RSCM 50 generally operates in a known manner to detect uncommanded or unwanted roll movement of the vehicle. If such movements are detected, RSCM 50 may active one or more of a braking system 66, a steering system 68, and a powertrain system 70 as necessary to prevent or counter the movements. If a rollover condition is detected, RSCM 50 may interface with restraints control module (RCM) 72. RCM 72 may activate occupant protection systems such as a curtain airbag 74 and/or a seatbelt tensioner 76, as is well known in the vehicle safety art.

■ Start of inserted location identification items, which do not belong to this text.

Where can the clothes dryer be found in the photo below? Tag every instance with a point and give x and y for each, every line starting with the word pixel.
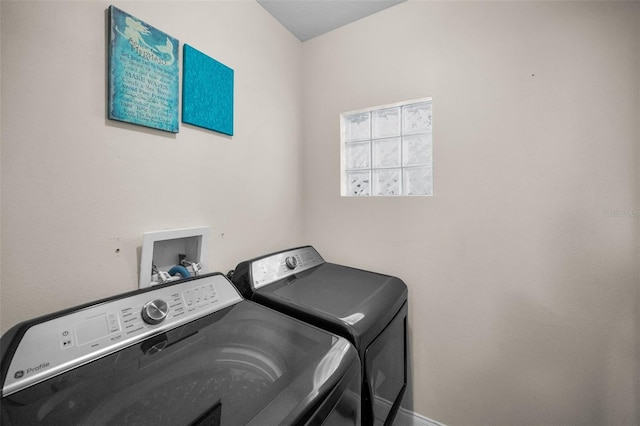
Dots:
pixel 367 308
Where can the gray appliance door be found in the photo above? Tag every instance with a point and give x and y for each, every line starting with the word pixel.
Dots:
pixel 242 365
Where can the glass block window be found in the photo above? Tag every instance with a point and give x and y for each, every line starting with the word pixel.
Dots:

While exemplary embodiments are described above, it is not intended that these embodiments describe all possible forms of the invention. Rather, the words used in the specification are words of description rather than limitation, and it is understood that various changes may be made without departing from the spirit and scope of the invention. Additionally, the features of various implementing embodiments may be combined to form further embodiments of the invention.

While exemplary embodiments are described above, it is not intended that these embodiments describe all possible forms of the invention. Rather, the words used in the specification are words of description rather than limitation, and it is understood that various changes may be made without departing from the spirit and scope of the invention. Additionally, the features of various implementing embodiments may be combined to form further embodiments of the invention.